Les « puristes » mauriciens emboîtent le pas aux « puristes » indiens : jusqu’ici tout va bien, la société mauricienne suit le cours de la logique sectaire. Toutefois, au fur et a mesure que les choses se dévoilent, quelque chose m’a frappé : ce lobby des groupes de pressions ethniques hindous s’inscrivent dans une logique particulière, le combat contre la conversion qui « sévirait » actuellement.
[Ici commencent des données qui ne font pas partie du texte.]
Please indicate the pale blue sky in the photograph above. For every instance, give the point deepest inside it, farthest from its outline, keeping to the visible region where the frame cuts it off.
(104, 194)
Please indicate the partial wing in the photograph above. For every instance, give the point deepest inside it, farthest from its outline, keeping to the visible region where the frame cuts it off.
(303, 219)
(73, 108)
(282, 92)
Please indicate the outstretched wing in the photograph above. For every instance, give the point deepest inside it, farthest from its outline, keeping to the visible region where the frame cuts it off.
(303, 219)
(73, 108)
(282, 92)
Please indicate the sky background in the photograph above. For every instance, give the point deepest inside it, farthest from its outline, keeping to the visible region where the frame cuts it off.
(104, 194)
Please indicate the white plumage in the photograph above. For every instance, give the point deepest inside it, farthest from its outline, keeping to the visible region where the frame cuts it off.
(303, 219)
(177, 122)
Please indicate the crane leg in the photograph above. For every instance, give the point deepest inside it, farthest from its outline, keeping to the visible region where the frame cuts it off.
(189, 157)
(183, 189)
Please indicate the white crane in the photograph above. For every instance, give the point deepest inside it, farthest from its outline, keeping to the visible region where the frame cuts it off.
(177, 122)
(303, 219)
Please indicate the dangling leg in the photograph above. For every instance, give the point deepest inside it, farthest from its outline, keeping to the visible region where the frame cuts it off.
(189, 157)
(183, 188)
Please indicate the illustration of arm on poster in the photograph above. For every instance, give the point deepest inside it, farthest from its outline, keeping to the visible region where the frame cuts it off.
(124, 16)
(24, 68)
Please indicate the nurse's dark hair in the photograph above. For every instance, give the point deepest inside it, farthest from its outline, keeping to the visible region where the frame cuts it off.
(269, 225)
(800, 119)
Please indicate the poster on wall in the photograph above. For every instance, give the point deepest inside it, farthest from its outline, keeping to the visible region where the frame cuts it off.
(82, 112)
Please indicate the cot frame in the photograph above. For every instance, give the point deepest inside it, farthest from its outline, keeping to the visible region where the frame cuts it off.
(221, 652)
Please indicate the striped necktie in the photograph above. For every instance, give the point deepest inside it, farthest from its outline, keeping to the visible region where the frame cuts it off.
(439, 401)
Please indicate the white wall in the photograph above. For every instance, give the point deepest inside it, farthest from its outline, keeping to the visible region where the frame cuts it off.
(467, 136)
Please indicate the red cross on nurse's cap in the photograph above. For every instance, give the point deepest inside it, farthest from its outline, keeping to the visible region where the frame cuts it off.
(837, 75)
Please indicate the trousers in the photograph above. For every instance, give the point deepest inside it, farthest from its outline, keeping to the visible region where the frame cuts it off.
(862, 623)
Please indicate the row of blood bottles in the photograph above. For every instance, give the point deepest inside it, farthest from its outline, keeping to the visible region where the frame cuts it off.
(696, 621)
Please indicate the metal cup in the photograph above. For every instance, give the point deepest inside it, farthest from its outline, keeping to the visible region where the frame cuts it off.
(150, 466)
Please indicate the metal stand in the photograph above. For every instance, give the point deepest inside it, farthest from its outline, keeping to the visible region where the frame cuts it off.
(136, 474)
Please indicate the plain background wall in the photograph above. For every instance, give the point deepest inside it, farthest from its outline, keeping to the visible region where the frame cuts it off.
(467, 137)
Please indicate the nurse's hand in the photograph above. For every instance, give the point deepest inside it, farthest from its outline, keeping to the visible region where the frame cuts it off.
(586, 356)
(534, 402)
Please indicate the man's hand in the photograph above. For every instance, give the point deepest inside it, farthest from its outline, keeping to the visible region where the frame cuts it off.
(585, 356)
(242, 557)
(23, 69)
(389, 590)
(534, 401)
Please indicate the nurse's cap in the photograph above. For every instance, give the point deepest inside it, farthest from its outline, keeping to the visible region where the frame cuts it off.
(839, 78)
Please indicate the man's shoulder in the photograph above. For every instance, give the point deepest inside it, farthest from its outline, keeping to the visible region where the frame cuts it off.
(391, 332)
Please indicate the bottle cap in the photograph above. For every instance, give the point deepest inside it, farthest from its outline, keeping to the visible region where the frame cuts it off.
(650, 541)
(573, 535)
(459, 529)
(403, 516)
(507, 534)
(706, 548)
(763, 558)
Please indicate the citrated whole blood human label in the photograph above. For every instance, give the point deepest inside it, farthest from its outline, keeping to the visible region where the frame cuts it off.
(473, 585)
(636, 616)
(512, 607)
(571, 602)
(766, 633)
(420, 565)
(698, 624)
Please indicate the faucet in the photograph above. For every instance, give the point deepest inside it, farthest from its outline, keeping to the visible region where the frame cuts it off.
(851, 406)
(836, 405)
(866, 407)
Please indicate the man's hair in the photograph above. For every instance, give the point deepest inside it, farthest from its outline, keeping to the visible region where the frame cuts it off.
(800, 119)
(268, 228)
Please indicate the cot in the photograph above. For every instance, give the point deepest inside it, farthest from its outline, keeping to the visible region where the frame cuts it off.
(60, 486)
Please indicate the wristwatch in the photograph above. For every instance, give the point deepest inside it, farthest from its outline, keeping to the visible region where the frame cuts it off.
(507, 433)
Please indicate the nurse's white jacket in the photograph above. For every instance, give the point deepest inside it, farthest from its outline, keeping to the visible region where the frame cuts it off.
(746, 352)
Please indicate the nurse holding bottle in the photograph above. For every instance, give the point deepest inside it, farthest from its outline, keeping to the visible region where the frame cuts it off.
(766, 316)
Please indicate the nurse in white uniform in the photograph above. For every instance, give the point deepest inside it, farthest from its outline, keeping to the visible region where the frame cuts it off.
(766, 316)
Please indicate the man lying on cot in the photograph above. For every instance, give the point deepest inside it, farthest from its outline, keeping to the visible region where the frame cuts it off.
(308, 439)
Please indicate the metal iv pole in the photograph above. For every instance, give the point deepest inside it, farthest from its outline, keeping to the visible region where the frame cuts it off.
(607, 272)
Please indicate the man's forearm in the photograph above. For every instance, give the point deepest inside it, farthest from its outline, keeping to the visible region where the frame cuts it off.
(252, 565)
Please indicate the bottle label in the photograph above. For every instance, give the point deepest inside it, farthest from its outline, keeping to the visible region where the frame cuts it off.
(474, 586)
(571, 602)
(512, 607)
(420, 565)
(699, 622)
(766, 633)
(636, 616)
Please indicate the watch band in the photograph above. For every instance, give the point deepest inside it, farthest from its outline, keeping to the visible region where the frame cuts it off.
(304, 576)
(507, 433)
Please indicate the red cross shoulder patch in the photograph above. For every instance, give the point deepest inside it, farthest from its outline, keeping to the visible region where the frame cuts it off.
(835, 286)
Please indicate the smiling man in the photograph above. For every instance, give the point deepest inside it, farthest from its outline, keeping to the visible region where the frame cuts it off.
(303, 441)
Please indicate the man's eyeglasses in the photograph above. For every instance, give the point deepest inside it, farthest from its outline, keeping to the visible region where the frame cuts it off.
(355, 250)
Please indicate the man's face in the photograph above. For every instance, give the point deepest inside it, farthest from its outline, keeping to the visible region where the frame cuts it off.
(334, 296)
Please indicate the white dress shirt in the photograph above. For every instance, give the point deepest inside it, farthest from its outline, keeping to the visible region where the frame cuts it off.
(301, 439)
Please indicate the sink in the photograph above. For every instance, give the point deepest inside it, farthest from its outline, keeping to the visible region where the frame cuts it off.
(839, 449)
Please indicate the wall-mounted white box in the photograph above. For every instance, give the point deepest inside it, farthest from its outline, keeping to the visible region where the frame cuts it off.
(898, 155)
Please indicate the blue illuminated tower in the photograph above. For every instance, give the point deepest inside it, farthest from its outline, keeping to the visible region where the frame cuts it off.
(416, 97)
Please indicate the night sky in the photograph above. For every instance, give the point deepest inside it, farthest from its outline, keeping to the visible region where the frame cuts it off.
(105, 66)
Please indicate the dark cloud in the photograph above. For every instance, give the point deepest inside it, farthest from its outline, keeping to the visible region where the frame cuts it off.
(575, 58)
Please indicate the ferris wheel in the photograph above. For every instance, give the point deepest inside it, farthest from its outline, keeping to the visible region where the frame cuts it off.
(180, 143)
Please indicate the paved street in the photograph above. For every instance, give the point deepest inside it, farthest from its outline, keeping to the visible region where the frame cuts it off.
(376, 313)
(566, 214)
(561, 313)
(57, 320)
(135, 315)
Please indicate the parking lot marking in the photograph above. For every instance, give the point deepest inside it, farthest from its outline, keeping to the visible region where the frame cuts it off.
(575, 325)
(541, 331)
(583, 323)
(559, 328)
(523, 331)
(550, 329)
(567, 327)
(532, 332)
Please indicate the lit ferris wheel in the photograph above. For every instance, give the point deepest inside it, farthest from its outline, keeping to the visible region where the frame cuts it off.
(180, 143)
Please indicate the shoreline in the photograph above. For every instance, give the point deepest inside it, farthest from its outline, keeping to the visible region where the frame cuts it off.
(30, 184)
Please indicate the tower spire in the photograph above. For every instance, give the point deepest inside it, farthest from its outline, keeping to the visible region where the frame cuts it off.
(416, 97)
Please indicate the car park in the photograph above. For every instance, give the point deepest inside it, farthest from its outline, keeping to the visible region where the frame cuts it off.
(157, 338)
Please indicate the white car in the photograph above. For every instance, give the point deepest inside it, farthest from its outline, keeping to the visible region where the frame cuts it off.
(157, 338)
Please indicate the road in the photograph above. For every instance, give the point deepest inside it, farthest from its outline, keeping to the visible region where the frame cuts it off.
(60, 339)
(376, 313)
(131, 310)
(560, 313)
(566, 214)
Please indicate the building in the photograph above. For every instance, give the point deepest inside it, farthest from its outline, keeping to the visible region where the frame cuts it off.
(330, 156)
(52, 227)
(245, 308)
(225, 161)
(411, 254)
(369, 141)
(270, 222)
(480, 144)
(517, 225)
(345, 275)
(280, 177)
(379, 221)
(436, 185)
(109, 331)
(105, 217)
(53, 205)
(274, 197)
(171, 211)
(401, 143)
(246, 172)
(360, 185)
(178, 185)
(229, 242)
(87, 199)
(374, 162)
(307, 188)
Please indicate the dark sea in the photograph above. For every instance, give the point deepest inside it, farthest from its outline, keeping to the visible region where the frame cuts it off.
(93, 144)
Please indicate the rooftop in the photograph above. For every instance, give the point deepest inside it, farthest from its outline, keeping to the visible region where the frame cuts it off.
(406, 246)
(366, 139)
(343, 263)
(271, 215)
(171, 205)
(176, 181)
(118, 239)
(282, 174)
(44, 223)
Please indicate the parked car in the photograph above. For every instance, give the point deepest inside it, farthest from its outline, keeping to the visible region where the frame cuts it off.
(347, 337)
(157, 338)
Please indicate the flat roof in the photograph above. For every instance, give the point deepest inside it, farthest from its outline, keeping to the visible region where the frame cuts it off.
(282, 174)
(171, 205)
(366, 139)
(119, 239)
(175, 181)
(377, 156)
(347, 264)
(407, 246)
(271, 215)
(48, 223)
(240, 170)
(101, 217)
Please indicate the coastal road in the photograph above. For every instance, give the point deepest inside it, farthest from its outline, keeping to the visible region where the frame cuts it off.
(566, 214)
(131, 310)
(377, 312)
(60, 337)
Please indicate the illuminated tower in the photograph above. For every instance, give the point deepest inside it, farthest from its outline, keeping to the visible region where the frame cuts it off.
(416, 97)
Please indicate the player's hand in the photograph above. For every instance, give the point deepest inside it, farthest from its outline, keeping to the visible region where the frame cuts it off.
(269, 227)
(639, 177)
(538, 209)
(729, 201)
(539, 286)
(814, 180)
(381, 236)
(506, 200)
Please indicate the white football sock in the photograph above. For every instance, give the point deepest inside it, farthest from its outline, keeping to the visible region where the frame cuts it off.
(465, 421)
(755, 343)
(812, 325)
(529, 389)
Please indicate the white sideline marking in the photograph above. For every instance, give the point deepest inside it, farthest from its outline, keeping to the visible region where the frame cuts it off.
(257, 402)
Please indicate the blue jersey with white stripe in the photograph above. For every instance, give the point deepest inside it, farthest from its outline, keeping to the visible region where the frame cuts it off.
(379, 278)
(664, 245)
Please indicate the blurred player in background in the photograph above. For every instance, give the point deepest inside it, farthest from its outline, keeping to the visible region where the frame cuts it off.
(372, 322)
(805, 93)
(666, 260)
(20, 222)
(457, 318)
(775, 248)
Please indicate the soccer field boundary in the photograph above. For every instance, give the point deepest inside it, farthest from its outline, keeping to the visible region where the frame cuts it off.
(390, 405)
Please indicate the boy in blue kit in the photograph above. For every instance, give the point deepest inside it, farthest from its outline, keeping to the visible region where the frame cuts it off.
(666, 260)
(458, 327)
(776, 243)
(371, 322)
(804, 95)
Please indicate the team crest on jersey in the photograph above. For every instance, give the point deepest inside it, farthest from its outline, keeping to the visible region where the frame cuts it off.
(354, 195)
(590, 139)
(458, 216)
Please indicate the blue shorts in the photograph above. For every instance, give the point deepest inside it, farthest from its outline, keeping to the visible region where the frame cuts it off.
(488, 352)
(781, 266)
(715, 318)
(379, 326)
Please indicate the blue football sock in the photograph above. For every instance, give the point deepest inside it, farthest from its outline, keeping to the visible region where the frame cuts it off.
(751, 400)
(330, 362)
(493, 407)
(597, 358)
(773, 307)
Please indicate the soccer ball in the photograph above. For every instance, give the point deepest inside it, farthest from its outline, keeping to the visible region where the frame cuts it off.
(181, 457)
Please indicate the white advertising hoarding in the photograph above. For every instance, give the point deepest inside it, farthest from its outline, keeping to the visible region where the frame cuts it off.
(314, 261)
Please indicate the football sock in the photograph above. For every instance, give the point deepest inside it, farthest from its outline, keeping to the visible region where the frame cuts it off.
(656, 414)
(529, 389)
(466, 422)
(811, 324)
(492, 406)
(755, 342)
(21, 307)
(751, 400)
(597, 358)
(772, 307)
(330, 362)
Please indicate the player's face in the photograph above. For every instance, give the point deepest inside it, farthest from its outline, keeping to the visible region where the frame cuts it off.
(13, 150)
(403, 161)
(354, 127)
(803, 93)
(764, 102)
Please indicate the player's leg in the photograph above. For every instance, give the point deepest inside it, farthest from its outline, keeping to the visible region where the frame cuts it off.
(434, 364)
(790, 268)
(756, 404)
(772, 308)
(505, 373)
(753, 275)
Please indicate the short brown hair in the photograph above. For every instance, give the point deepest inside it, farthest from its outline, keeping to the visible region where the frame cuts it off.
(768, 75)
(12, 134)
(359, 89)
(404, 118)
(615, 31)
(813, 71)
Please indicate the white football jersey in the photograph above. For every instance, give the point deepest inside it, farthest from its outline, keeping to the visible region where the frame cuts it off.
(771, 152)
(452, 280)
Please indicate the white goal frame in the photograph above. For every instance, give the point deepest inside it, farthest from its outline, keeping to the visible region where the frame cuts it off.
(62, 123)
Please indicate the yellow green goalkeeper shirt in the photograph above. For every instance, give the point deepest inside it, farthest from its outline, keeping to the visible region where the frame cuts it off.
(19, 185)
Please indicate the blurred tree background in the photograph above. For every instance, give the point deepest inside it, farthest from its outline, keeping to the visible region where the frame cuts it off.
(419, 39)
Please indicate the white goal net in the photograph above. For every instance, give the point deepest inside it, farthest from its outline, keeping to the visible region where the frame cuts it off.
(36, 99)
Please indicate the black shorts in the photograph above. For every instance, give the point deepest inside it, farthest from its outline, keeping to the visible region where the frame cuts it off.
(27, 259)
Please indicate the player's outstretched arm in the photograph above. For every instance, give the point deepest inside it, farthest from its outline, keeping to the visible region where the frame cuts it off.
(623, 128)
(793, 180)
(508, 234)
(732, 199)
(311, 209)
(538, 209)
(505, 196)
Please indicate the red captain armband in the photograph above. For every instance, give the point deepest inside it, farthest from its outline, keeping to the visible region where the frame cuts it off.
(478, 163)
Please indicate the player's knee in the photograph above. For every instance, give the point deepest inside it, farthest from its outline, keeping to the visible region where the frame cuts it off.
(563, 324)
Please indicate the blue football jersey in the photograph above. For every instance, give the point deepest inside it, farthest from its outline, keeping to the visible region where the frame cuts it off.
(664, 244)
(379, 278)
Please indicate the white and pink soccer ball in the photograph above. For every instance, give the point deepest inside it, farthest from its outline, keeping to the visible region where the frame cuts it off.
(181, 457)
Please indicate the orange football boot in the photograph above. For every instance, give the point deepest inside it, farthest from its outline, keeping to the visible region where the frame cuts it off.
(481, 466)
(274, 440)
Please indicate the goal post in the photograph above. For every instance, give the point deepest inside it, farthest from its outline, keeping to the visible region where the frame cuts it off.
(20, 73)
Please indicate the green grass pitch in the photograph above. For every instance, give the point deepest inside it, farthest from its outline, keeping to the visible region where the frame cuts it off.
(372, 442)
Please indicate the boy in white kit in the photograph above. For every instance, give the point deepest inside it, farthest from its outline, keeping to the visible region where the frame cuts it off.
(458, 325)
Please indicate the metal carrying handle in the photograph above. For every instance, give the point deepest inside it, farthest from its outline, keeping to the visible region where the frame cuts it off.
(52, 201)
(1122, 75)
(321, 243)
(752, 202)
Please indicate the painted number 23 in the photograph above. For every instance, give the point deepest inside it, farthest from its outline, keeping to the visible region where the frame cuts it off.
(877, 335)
Casser la séquence quotidienne de la série Kyunki Saas Bhi Kabhi Bahu Thi par la série retraçant l’épopée mythologique indienne est vu comme un moyen de ramener les hindous à leurs valeurs ancestrales par les groupes de pression hindous.

Mais doit-on vraiment s’en étonner ? Après tout, la République de Maurice n’est pas laïc – officiellement. L’Etat ne reconnait pas « le Mauricien », mais des entités distinctes, chacun suivant les « styles de vie » se rapportant à quatre catégories clairement définies. Finalement, quoique dise la population, l’Etat mauricien demeure constant avec sa politique sectaire « républicaine ». Peut-être la faute ici revient à cette tranche de la population qui se sent interpellée par ces événements. Ils vivent dans l’illusion d’une autre République de Maurice. Celle ou l’Etat est laïc et ne s’immice pas dans les considérations ethniques. Mais voilà, c’est une illusion.